After producing over 13,750 pages of documents and making its president available for deposition, AAF said "the evidence adduced in that process confirms that depriving AAF of the economic benefit of the PABs would increase the overall cost of the project, but would not imperil its completion."
Purcell said that it is highly unlikely, if not impossible, that the project can be successfully financed and completed with taxable bonds at interest rates demanded under current market conditions and in the reasonably foreseeable future.
Attorneys for AAF said Purcell "misrepresented the contents of documents and testimony upon which his opinions are founded," and that his declaration does not provided a legitimate basis to conclude that the project would be abandoned if the PABs were unavailable.
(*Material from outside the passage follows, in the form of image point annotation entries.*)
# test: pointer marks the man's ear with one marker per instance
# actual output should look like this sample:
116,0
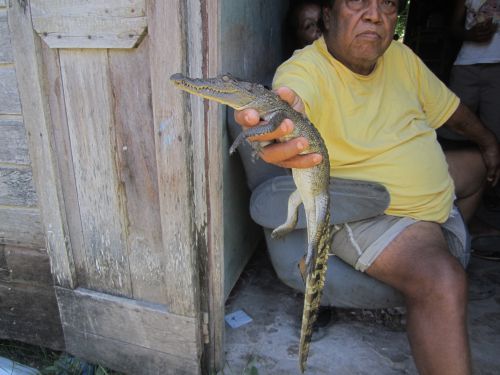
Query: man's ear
327,15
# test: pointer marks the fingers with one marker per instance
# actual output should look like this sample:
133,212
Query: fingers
287,154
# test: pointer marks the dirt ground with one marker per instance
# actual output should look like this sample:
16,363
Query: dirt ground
357,341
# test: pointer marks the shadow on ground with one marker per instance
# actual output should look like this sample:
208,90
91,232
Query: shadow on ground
357,341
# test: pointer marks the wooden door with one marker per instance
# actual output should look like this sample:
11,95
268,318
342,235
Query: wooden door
127,174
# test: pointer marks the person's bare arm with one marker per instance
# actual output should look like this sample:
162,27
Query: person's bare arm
481,32
466,123
284,154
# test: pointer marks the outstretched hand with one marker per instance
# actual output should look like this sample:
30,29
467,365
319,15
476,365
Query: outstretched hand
284,154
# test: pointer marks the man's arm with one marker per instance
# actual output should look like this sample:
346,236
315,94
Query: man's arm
465,122
284,154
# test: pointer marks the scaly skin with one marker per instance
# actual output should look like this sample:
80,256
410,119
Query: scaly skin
312,183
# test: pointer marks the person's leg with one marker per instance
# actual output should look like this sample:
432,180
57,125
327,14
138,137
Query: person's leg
489,94
417,263
467,169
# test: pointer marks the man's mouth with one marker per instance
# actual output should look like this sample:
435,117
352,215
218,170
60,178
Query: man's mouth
372,35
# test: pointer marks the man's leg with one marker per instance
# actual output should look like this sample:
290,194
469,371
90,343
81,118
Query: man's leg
466,167
417,263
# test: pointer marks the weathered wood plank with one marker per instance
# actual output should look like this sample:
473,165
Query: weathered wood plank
9,95
100,193
149,325
54,92
22,264
173,156
16,187
5,47
89,23
13,145
36,114
136,164
125,357
21,227
29,313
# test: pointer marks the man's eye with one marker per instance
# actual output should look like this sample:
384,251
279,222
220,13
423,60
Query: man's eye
390,3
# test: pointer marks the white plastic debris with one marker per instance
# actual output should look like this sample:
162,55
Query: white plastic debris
10,367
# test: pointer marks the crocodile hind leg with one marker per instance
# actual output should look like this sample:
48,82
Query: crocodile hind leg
316,223
294,202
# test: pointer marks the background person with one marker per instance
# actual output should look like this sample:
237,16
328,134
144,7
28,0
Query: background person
377,106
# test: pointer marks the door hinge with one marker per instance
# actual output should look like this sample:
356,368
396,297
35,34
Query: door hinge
205,330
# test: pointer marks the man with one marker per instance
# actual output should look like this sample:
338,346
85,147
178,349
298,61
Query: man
377,106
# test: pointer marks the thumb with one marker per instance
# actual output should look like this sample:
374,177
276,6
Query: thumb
291,97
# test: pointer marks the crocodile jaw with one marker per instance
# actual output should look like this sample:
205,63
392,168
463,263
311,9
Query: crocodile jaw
222,89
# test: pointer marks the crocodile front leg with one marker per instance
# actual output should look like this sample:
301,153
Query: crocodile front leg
294,202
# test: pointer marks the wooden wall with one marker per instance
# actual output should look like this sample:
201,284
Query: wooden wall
28,306
251,48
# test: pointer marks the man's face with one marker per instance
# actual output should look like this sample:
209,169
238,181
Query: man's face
359,31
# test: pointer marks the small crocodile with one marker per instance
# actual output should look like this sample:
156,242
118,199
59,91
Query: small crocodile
312,183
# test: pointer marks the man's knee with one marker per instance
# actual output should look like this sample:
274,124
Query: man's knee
445,282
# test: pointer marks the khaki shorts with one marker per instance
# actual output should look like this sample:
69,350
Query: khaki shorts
359,243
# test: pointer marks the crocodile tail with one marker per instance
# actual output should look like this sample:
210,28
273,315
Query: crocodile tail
315,282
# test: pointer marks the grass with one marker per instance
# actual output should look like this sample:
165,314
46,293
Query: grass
49,362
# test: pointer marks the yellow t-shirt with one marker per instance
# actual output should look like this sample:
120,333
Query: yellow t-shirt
380,127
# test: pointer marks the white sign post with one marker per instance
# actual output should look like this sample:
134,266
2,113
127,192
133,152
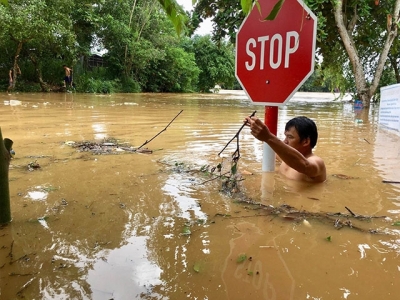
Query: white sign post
389,108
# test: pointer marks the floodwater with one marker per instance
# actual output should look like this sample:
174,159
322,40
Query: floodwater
150,226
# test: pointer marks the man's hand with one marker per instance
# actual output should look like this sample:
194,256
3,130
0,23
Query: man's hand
258,129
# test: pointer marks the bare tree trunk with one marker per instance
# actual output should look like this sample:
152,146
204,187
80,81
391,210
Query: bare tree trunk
364,90
5,157
395,67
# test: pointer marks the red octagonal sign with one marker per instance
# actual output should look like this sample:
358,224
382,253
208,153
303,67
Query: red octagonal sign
274,58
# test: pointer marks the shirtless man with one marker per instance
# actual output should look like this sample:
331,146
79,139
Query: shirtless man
67,78
11,78
298,160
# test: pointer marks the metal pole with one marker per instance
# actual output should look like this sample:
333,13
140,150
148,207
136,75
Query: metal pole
271,120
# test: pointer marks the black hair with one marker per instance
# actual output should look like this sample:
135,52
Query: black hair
305,127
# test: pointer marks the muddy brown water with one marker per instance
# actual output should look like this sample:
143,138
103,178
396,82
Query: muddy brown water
138,226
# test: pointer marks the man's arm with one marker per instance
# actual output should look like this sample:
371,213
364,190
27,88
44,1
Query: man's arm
312,166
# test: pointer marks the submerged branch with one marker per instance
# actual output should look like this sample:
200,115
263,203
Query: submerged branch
237,136
146,142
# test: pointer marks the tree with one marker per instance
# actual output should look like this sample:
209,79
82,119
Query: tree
215,61
366,34
353,36
35,27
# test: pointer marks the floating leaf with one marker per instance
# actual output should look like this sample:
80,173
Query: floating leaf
241,258
50,189
186,231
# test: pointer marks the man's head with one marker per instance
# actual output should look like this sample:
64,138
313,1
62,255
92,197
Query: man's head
305,128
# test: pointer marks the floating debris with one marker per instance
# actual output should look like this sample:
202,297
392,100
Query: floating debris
110,146
33,166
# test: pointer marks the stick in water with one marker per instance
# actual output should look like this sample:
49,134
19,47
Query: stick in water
237,134
146,142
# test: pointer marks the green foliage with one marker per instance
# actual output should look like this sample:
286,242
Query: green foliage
275,10
241,258
216,62
88,84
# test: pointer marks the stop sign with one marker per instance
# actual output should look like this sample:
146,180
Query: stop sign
274,58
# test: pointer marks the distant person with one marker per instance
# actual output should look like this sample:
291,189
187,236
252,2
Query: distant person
68,76
298,160
12,77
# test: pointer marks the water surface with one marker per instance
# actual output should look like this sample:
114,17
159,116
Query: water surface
141,226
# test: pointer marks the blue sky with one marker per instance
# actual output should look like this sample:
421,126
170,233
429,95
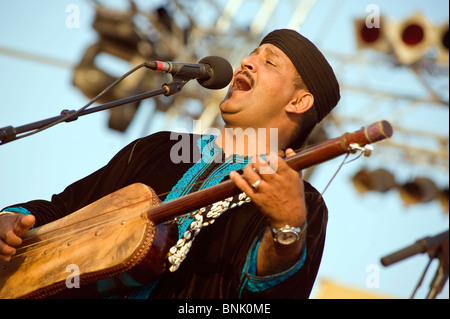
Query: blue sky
361,229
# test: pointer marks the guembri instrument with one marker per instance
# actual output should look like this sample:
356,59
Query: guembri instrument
126,235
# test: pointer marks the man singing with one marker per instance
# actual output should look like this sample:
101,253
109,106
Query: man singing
267,246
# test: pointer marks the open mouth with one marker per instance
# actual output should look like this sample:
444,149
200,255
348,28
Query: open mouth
243,82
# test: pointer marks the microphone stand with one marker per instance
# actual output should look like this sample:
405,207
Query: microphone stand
437,247
10,133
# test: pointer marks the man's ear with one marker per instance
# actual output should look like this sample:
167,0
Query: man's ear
301,103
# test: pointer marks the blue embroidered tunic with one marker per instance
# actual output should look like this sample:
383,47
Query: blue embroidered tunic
222,260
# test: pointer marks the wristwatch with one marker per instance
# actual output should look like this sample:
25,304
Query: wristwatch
287,235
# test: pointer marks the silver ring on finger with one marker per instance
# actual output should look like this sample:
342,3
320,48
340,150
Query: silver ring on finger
256,184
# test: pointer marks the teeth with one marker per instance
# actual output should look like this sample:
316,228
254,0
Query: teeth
241,85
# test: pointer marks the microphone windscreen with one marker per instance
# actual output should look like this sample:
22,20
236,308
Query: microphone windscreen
221,76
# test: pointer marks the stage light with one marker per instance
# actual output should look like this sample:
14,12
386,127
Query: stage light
444,199
420,190
379,180
441,33
370,36
411,39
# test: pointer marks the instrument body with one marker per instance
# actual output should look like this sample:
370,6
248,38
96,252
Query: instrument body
108,237
129,232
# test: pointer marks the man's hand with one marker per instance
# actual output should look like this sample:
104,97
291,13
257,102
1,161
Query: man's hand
12,226
280,196
280,192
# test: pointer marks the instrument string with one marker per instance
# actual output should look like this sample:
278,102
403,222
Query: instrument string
67,236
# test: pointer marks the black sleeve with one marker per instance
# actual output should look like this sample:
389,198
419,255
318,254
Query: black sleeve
102,182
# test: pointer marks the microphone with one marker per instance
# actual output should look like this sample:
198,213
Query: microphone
212,72
420,246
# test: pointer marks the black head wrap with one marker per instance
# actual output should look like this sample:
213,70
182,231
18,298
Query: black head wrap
312,66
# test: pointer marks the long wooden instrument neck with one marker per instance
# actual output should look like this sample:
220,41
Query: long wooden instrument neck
313,155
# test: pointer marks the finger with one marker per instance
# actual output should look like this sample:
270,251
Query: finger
25,223
242,183
290,152
6,250
266,167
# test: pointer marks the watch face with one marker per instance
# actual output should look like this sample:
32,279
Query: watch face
286,238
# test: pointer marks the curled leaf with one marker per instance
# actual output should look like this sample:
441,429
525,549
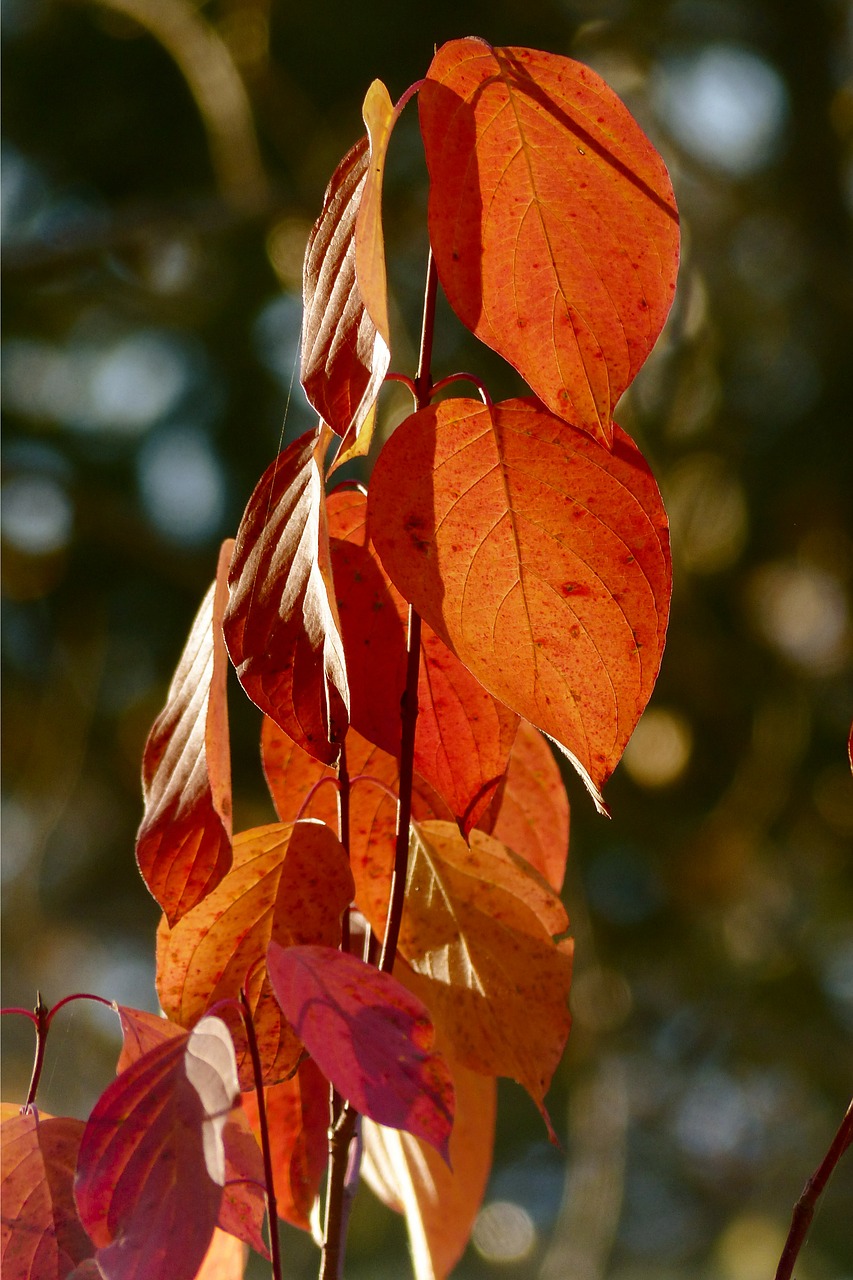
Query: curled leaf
183,845
288,882
552,220
542,560
281,624
41,1237
369,1036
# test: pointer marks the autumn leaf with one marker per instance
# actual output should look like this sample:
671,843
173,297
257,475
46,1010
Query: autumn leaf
439,1202
532,807
478,931
552,222
297,1118
292,777
41,1237
224,1260
281,624
151,1162
369,1036
290,882
539,557
183,845
464,735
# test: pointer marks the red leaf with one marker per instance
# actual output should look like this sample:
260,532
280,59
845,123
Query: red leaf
464,735
345,332
151,1162
539,557
41,1237
297,1115
369,1036
183,845
439,1203
532,816
552,220
281,624
290,882
373,808
480,926
243,1205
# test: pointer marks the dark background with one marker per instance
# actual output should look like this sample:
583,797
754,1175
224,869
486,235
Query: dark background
163,161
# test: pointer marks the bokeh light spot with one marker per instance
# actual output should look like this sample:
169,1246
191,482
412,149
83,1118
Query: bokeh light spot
660,748
725,105
503,1233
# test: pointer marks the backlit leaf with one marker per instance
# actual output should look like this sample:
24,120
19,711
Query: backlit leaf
297,1116
552,222
281,624
183,846
479,926
539,557
288,882
464,735
243,1205
532,808
151,1162
224,1260
439,1203
41,1237
373,807
369,1036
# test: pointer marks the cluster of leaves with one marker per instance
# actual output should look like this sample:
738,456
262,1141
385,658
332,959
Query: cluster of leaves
505,581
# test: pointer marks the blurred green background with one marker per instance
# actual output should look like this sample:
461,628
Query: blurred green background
162,164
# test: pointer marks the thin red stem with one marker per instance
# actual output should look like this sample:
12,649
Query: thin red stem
807,1202
42,1027
272,1203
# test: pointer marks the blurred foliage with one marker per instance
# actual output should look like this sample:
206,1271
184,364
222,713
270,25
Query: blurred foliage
163,161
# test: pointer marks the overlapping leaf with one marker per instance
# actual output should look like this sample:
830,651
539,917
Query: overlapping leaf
183,845
552,220
464,735
345,333
41,1237
373,807
281,624
539,557
243,1202
478,931
532,808
288,882
151,1162
369,1036
439,1202
297,1118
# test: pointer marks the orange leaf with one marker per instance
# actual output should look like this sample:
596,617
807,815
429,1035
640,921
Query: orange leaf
439,1203
183,845
343,356
297,1116
41,1237
539,557
373,808
224,1260
552,220
464,735
281,624
532,816
479,926
151,1162
288,882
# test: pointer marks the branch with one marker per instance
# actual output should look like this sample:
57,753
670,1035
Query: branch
807,1203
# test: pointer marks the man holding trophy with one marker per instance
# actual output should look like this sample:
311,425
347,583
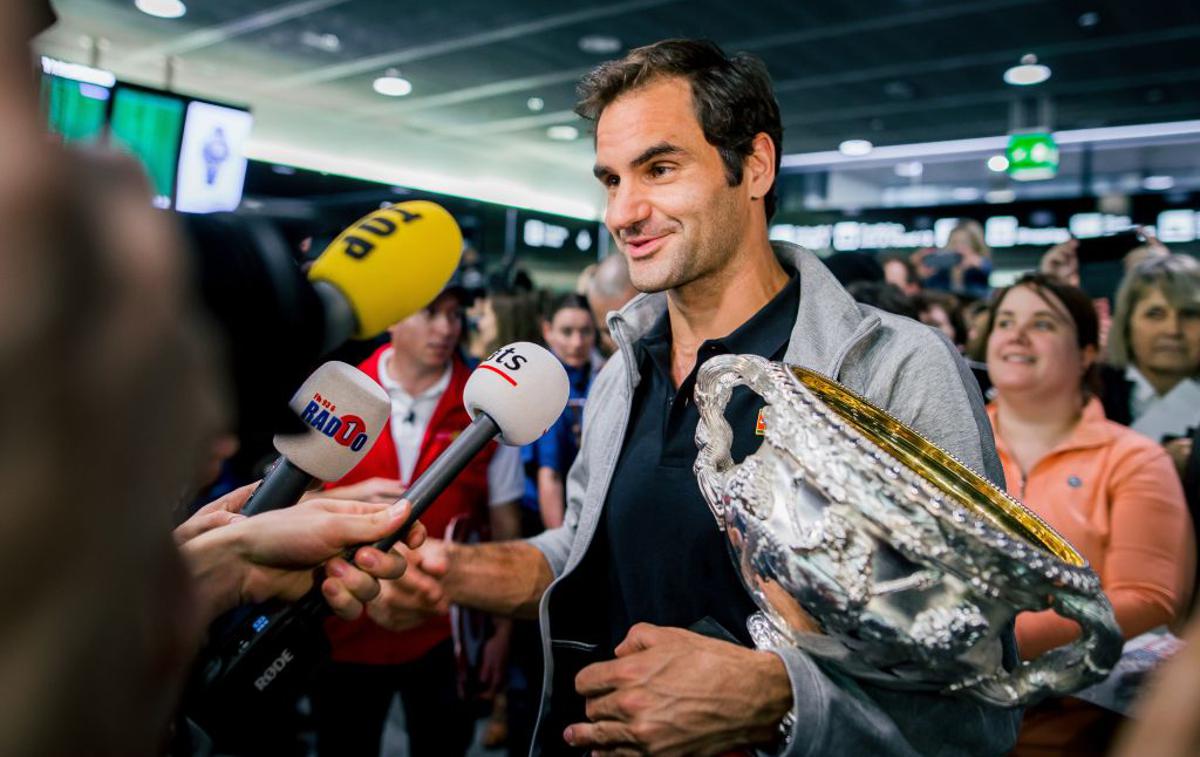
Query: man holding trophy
643,614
AAF attempted to sell the tax-exempt PABs bonds several times last fall using the Florida Development Finance Corp. as the conduit issuer, but withdrew the deal as market conditions soured amid attention focused on the Fed's plans for interest rates.
"AAF has been proceeding with the project without the benefit of the PABs, and will continue to do so if necessary," All Aboard said in a Feb. 29 court document.
The planned train service, recently branded as Brightline, is expected to start from Miami to West Palm Beach in early 2017, while a new spur will be built from Cocoa to Orlando to start service in late 2017.